Opinion
No. 459 CA 22-01640
06-30-2023
BROWN CHIARI LLP, BUFFALO (TIMOTHY M. HUDSON OF COUNSEL), FOR CLAIMANT-APPELLANT. LETITIA JAMES, ATTORNEY GENERAL, ALBANY (OWEN DEMUTH OF COUNSEL), FOR DEFENDANT-RESPONDENT.
BROWN CHIARI LLP, BUFFALO (TIMOTHY M. HUDSON OF COUNSEL), FOR CLAIMANT-APPELLANT.
LETITIA JAMES, ATTORNEY GENERAL, ALBANY (OWEN DEMUTH OF COUNSEL), FOR DEFENDANT-RESPONDENT.
PRESENT: SMITH, J.P., PERADOTTO, CURRAN, MONTOUR, AND OGDEN, JJ.
Appeal from an order of the Court of Claims (Debra A. Martin, J.), entered March 18, 2022. The order granted the motion of defendant for summary judgment and dismissed the claim.
It is hereby ORDERED that the order so appealed from is unanimously affirmed without costs.
Memorandum: Claimant, the husband of Karen J. Blanke (decedent), commenced this action, individually and as administrator of decedent's estate, seeking damages for her wrongful death resulting from a rear-end motor vehicle accident at the intersection of Route 63 and Chandler Road. The Court of Claims granted the motion of defendant, State of New York (State), for summary judgment dismissing the claim, and claimant appeals. We affirm.

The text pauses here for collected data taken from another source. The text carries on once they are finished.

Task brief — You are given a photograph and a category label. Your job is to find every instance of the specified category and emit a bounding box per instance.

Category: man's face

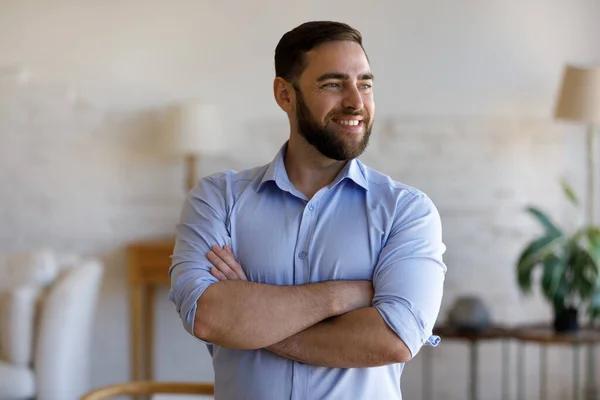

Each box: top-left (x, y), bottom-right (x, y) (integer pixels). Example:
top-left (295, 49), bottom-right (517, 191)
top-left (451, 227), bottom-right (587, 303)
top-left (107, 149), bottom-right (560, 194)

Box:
top-left (292, 41), bottom-right (375, 161)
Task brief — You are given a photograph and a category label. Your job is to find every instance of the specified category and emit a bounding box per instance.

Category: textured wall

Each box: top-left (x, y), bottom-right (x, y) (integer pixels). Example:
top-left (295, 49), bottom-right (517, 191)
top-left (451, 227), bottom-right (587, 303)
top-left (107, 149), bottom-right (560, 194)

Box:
top-left (1, 1), bottom-right (599, 399)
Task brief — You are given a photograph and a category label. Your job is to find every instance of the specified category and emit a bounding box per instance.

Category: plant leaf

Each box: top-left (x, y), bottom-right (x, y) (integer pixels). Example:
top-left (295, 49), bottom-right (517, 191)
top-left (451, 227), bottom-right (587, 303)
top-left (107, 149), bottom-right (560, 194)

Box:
top-left (525, 207), bottom-right (562, 235)
top-left (586, 227), bottom-right (600, 265)
top-left (560, 178), bottom-right (579, 207)
top-left (571, 244), bottom-right (597, 299)
top-left (587, 227), bottom-right (600, 247)
top-left (588, 289), bottom-right (600, 322)
top-left (553, 275), bottom-right (570, 312)
top-left (541, 254), bottom-right (566, 302)
top-left (517, 232), bottom-right (564, 292)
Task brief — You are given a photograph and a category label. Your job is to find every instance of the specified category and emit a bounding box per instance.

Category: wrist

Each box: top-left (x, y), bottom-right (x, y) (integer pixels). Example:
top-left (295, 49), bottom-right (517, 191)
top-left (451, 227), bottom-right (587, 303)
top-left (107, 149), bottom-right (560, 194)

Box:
top-left (326, 281), bottom-right (353, 316)
top-left (328, 280), bottom-right (373, 315)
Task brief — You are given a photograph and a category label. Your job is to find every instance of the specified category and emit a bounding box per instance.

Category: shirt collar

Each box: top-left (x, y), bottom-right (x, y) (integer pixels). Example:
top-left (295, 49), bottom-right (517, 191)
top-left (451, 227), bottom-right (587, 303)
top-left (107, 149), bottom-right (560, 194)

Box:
top-left (257, 142), bottom-right (295, 193)
top-left (258, 141), bottom-right (369, 193)
top-left (333, 155), bottom-right (369, 191)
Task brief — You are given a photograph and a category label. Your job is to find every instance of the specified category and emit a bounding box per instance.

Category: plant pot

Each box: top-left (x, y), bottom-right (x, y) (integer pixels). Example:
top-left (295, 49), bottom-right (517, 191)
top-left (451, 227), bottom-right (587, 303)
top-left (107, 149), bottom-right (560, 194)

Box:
top-left (553, 307), bottom-right (579, 333)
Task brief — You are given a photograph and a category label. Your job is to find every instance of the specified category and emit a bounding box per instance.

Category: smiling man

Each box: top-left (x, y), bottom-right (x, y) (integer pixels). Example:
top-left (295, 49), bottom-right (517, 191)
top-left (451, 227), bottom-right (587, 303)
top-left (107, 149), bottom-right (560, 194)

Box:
top-left (169, 21), bottom-right (447, 400)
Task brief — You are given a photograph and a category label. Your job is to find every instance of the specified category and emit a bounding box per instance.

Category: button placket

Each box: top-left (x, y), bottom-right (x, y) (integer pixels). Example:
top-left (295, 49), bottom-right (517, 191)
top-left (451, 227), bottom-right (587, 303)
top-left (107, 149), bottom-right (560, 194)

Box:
top-left (290, 200), bottom-right (319, 400)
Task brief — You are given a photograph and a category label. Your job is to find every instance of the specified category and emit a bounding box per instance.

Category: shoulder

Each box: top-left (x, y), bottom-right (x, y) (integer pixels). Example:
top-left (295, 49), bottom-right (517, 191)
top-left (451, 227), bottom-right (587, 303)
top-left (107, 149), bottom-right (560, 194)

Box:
top-left (357, 161), bottom-right (441, 233)
top-left (201, 165), bottom-right (264, 186)
top-left (359, 161), bottom-right (434, 207)
top-left (194, 164), bottom-right (267, 196)
top-left (359, 163), bottom-right (443, 246)
top-left (183, 165), bottom-right (268, 219)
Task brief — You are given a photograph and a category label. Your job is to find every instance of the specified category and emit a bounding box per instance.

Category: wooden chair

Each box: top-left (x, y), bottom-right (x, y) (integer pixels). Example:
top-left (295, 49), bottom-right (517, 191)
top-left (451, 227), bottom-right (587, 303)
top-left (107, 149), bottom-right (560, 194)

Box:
top-left (80, 381), bottom-right (214, 400)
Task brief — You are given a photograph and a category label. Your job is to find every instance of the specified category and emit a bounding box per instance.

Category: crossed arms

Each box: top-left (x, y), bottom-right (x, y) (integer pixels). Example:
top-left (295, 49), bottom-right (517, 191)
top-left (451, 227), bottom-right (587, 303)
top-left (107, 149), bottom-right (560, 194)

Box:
top-left (195, 245), bottom-right (408, 367)
top-left (168, 175), bottom-right (446, 369)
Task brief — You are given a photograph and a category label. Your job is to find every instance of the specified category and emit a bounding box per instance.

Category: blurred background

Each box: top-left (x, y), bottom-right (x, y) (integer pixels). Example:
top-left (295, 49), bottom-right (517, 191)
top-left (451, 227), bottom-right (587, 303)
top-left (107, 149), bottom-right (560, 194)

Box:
top-left (1, 1), bottom-right (599, 399)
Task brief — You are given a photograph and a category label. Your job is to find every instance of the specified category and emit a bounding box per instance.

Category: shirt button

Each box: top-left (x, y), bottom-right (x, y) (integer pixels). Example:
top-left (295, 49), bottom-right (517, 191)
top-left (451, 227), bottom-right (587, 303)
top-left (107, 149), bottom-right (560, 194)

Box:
top-left (298, 252), bottom-right (306, 259)
top-left (308, 204), bottom-right (315, 211)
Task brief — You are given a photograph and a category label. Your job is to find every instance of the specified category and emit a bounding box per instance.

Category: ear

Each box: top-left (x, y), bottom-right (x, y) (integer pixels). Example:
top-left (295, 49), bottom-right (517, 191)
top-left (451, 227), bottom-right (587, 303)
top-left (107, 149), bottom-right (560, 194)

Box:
top-left (273, 77), bottom-right (295, 113)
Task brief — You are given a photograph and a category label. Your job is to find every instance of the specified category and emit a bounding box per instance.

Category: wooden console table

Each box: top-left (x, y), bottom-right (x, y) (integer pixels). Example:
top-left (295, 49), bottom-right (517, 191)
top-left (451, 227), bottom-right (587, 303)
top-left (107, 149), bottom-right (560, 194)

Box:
top-left (126, 238), bottom-right (175, 383)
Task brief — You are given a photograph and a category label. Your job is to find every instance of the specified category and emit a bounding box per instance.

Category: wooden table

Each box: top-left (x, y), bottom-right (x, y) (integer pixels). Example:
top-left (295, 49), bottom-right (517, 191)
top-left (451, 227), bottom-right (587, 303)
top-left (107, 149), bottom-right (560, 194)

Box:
top-left (126, 238), bottom-right (175, 383)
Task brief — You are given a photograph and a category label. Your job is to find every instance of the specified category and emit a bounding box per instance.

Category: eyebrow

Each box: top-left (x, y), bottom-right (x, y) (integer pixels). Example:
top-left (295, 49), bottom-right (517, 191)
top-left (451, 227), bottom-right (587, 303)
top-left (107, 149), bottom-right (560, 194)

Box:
top-left (316, 72), bottom-right (374, 82)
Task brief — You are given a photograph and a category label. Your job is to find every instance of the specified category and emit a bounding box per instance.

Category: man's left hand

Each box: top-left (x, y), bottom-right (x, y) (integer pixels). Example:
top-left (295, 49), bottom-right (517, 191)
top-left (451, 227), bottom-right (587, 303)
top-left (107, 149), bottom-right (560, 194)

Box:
top-left (207, 245), bottom-right (248, 281)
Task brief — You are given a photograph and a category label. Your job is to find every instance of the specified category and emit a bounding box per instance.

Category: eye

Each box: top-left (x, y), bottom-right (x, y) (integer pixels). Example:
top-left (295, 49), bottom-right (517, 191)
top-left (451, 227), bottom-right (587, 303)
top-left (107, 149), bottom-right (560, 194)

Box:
top-left (359, 83), bottom-right (372, 90)
top-left (322, 82), bottom-right (342, 89)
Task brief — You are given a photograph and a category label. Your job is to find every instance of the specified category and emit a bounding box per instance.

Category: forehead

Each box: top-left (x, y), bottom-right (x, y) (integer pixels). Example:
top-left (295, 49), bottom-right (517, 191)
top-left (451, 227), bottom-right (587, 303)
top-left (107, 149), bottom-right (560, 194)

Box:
top-left (300, 41), bottom-right (371, 81)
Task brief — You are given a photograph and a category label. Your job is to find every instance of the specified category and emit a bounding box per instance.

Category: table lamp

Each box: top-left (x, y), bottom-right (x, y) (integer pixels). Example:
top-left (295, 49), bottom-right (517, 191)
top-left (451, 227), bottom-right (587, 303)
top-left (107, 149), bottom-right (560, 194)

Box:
top-left (554, 65), bottom-right (600, 225)
top-left (167, 102), bottom-right (224, 191)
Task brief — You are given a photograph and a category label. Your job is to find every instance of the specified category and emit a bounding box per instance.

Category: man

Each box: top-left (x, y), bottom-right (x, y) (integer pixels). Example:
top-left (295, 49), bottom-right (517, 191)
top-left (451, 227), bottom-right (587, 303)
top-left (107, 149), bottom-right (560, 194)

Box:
top-left (169, 21), bottom-right (446, 400)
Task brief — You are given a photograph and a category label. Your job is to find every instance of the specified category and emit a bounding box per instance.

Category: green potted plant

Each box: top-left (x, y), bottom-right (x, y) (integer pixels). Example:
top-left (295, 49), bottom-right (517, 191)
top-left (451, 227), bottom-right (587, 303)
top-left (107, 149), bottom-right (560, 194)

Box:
top-left (516, 180), bottom-right (600, 332)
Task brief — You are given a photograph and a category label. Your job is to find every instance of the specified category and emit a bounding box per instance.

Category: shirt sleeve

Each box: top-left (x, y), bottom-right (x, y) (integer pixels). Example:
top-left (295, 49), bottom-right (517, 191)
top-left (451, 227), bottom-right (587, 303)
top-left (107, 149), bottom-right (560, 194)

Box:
top-left (372, 191), bottom-right (447, 358)
top-left (168, 173), bottom-right (231, 343)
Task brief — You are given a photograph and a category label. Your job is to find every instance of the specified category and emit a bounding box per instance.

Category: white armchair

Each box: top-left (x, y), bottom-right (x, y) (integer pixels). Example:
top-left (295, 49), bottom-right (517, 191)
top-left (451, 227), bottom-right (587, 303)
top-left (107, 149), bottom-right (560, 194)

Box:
top-left (0, 249), bottom-right (104, 400)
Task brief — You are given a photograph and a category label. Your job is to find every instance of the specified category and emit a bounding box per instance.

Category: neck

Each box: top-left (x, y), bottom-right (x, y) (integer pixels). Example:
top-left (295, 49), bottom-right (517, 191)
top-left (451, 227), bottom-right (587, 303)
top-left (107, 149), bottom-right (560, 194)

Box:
top-left (284, 134), bottom-right (347, 199)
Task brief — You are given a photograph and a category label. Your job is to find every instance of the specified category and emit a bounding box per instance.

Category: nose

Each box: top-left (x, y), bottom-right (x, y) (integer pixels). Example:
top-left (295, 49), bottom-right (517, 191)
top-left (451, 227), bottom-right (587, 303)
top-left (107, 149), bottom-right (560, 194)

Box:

Although a municipality owes an absolute duty to keep its highways in a reasonably safe condition (see Friedman v State of New York, 67 N.Y.2d 271, 283 [1986]; Weiss v Fote, 7 N.Y.2d 579, 584 [1960], rearg denied 8 N.Y.2d 934 [1960]), it is afforded qualified immunity from liability arising out of highway planning decisions (see Friedman, 67 N.Y.2d at 283; Weiss, 7 N.Y.2d at 584-586, 588). Thus, "liability for injury arising out of the operation of a duly executed highway safety plan may only be predicated on proof that the plan either was evolved without adequate study or lacked reasonable basis" (Weiss, 7 N.Y.2d at 589; see Friedman, 67 N.Y.2d at 284; Kosoff-Boda v County of Wayne, 45 A.D.3d 1337, 1338 [4th Dept 2007]). Here, the State met its initial burden of establishing that the traffic plan it adopted was reasonable and based on adequate study, and plaintiff failed to raise an issue of fact with respect thereto (see Riddell v City of New York, 209 A.D.3d 891, 892 [2d Dept 2022]; see generally Zuckerman v City of New York, 49 N.Y.2d 557, 562 [1980]). The State presented evidence establishing that it repeatedly studied the accident rate and visibility issues at the subject intersection and made changes as necessary. In response, claimant submitted an expert affidavit that was speculative and unsupported by the record, and thus failed to raise a triable issue of fact (see Ginsberg v BJ' s Wholesale Club, Inc., 187 A.D.3d 1547, 1548 [4th Dept 2020]; Cannarozzo v County of Livingston, 13 A.D.3d 1180, 1181 [4th Dept 2004]). Claimant's additional submissions likewise failed to raise a triable issue of fact as to the State's adequate study of or reasonable basis for the highway plan (see Kosoff-Boda, 45 A.D.3d at 1338 ; Harford v City of New York, 194 A.D.2d 519, 520 [2d Dept 1993]).
In light of our determination, claimant's remaining contentions are academic.